Sunday, January 12, 2014

How Editing Changes YouTube and YouTube Changes Editing



This interactive video, made with Popcorn Maker by Mozilla, is part of my presentation on a panel "All the Web's a Stage: Research & Teaching in the Age of Social Media" at BTOT, Berklee Teachers on Teaching, a two-day faculty development conference for faculty and staff at Berklee College of Music.

The gist is that although we still follow the principles of editing established in the early days of cinema for continuity and meaning making, and experimented with by 1920s Soviet filmmakers who explored how meaning was made by the relationship of two shots, rather than by the shots individually, editing has become a creation tool of its own. An example of this is Christian Marclay's fabulous installation film, The Clock (2010).

The Clock is extraordinary, but anyone could use editing similarly to create a new work using the YouTube Editor.  Editing has changed YouTube, shifting it to more of a creation and making tool than a database of video, powerful for distribution and consumption.  Today, montage, assemblage, and bricolage (all terms for putting pieces together) are part of remix culture, where the media is the mix.
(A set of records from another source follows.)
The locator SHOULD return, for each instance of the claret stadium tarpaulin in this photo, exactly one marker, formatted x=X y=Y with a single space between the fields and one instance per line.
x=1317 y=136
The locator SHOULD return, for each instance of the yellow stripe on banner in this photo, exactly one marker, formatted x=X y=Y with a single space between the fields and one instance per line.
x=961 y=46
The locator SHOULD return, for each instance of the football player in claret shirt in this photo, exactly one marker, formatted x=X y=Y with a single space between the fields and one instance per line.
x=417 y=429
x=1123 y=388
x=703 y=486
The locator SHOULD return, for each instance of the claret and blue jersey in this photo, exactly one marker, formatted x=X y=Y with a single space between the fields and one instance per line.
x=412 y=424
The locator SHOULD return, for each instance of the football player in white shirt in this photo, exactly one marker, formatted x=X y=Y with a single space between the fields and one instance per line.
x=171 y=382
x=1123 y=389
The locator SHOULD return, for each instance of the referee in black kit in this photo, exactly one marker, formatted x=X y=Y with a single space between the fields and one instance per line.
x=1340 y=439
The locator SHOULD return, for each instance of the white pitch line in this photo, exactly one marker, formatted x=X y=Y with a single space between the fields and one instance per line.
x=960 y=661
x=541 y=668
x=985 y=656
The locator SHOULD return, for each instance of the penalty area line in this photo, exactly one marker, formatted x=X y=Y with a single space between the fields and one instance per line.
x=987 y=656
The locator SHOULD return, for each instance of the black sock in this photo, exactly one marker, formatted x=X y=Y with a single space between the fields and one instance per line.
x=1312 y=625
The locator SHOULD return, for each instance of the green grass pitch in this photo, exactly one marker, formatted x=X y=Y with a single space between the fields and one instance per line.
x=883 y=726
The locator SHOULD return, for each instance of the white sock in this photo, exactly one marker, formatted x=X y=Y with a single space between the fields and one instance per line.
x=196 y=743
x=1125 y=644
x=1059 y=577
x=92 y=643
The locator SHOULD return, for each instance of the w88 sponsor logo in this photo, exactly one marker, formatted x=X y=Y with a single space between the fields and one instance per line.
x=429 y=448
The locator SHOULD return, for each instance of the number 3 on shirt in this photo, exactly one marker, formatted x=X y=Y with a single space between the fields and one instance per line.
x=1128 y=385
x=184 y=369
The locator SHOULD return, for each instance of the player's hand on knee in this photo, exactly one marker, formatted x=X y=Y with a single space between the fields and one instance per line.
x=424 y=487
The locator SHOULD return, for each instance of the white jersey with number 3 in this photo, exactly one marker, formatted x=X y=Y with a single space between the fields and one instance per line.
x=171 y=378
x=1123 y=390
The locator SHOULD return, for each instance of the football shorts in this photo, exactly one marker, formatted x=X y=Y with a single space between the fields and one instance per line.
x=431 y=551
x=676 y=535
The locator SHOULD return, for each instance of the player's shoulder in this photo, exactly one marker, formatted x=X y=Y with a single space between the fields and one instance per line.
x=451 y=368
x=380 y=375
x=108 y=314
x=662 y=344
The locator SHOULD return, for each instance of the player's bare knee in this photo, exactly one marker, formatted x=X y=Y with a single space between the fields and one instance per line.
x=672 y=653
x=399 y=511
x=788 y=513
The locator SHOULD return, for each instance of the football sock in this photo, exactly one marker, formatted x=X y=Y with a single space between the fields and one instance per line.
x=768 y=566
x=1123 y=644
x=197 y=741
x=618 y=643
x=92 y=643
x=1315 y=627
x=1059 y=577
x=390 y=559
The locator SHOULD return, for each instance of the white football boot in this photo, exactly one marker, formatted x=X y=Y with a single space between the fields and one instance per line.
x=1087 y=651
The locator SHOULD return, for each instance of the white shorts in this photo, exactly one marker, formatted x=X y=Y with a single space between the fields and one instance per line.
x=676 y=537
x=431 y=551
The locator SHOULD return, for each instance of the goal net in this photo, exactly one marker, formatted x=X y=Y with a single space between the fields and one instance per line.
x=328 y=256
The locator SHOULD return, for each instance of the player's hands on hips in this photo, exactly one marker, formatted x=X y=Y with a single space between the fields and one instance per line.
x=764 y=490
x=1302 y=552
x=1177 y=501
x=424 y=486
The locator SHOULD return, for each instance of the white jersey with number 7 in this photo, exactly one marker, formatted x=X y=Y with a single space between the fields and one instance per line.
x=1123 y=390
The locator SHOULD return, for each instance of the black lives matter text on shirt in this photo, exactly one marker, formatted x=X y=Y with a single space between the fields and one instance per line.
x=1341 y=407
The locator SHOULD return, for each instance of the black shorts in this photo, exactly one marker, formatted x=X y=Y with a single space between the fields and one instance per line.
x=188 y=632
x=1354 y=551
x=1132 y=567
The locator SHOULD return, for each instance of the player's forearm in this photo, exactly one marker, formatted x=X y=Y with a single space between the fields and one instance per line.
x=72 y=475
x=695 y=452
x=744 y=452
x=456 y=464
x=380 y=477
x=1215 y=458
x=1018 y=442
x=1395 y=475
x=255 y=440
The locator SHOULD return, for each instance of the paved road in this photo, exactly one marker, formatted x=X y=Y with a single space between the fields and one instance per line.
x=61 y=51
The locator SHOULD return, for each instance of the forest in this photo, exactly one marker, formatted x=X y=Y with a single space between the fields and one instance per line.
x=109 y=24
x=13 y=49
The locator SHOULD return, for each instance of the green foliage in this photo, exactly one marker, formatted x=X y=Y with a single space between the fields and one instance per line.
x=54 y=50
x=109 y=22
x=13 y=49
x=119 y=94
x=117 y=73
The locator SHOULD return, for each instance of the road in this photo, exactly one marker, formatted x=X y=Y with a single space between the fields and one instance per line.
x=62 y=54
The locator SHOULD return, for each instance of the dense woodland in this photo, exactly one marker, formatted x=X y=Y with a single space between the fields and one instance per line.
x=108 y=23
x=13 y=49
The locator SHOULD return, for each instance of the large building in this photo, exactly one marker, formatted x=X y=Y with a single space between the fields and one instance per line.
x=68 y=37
YouTube has changed editing, or rather the age of digital culture of which YouTube is a cornerstone, has changed editing, taking editing as a medium in which to create out of the hands of a few artists and professionals and into the hands of anyone who has access to the internet.  Anyone can create using footage from Creative Commons licensed videos on YouTube, and anyone can remix a video already on YouTube or elsewhere on the internet, remaking it into something new.

The possibilities of interactive video are in their infancy.  Are people who are making the choices in interactive video doing a kind of editing?  It should be interesting to see the next developments of YouTube, interactive video, and tools like Popcorn Maker.